The AI Flywheel Effect

The big winners of the recent launches of open models like Llama 3.1 and Mistral Large Enough are developers and AI startups. They no longer face vendor lock-in and can now deeply integrate AI into their products in a very cost-effective and performant way.

The key for every AI startup is to identify a problem where your product benefits from AI advances, which then creates a powerful flywheel effect:

Better AI models improve your product
Enhanced product attracts more users
More users generate more data
More data further improves the AI

It's as if your product automatically becomes better, cheaper, and more scalable with every major AI advancement.

Flywheel

A few startups, such as Perplexity and Character.ai, have nailed this. They started with slow and expensive models like GPT-3 but have since benefited from major advancements in speed, quality, and cost.

Here is how this journey went for us:

Increasing token limits

One of the first hurdles we encountered with early LLMs was the limitation of limited context windows. Before processing larger data, we had to slice the input data into multiple smaller chunks while still keeping the overall context.
This was both error-prone and slow.

As context windows increased rapidly, we reduced the number of LLM calls and increased reliability. Another limiting factor were the rate limits at the beginning, which have been largely resolved as well. Here's how context window capacities have evolved over time:

Flywheel

The models keep increasing the input limit to very large amounts, but output has been stuck at 4k - 8k tokens. GTP-4o mini now has a 16k output token limit, which indicates we'll see similar increases for future model releases. This is especially useful for processing large documents (e.g.
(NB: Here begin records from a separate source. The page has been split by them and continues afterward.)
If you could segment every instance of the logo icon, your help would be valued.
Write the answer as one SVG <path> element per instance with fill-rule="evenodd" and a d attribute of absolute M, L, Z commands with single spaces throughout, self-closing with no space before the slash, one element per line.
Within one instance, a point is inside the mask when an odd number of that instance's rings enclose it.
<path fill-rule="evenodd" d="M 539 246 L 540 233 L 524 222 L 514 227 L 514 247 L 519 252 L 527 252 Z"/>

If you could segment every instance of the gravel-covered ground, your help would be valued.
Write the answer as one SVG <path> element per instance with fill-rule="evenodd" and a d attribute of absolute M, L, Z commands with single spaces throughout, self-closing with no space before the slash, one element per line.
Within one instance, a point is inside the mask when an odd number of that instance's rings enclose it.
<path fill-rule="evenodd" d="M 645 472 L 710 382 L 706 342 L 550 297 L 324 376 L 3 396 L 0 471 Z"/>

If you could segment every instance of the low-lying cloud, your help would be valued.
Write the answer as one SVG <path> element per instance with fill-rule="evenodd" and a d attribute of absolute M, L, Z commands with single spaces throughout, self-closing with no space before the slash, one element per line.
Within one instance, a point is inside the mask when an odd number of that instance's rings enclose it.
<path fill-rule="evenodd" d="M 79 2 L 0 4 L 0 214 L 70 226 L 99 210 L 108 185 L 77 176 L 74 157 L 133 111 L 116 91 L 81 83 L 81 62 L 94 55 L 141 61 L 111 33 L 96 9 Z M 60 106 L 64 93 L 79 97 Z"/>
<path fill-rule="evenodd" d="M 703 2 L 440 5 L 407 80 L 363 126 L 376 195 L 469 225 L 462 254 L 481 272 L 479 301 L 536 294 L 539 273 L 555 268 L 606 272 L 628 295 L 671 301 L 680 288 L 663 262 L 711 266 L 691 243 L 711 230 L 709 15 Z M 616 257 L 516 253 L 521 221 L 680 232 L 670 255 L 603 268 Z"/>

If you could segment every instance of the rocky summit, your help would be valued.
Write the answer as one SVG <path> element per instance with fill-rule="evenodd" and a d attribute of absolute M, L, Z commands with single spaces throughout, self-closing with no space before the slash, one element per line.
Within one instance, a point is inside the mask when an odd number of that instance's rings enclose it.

PDFs or in our case, websites) without having to break it up into chunks and stitching the outputs together again.

Price race to the bottom

When we started out with GPT-3, it was very expensive, making it hard to scale and achieve viable unit economics. Over the last 2 years, we've seen a ~98% cost drop, which massively decreased our costs and improved our margins.

Thanks to Way Back Machine I was able to find the original GPT-3 Davinci pricing, otherwise it's very hard to track the price changes'.

Here's a simplified chart showing how 3rd party LLM prices have changed over time: Pricings This chart does not yet include the inference pricing for Llama 3.1 or Mistral Large Enough, which will be even cheaper.

This price race to the bottom opens up many new opportunities for startups as very cost-effective and near-instant LLM responses have become a reality.

Hosting and fine-tuning LLMs has become easy

Rapid advances in OS models, tooling, and frameworks have reduced the operational overhead to host or fine-tune our in-house models.
This has further improved scalability and efficiency for large-volume LLM tasks with structured output.

A typical fine-tuning setup today could look like this:

Use QLoRA, axolotl, and a good foundation model like Llama or Mistral
Rent an A100 or H100 GPU with 80GB VRAM on vast.ai, RunPod, or a similar service. This can fine-tune 70B open models. You might be fine with 4090s for smaller models.
If you don't have training data yet, you can generate them using GPT-4o and few-shot prompting (with good examples).
Start by validating your hypothesis on a smaller model. If the results are promising, consider full-precision training for marginal gains.
The LocalLLaMA subreddit has many useful tutorials and the community will help you with any questions

Differentiate with everything "non-AI"

Every startup still needs to build up defensibility and focus on differentiating with everything "non-AI" as the entry barriers become lower and established players integrate AI into their offerings while leveraging their distribution advantage.

Here are some strategies to consider:

The best products will be defined by everything they do that's not AI, such as workflows, UIs, UX, and performance.
Consider cost and performance limitations: LLMs can be inaccurate, expensive and slow. Sometimes there are traditional approaches that are more efficient.
Avoid over-reliance on specific models: Find the right abstraction and have good evals to switch and deploy models quickly.

Conclusion

The AI flywheel effect is powerful for startups with AI-first products. Every major improvement in model quality, context windows, or cost drives adoption, leading to more users and data.
This data can then be used to further fine-tune and improve the AI, creating the flywheel.

Even though the current market favors incumbents that embed AI into their existing products and leverage their distribution advantage, there are still many opportunities for startups in creating differentiated solutions.

We're only at the beginning of AI adoption, similar to the early days of cloud adoption.
It's one of the most exciting times to build an AI startup.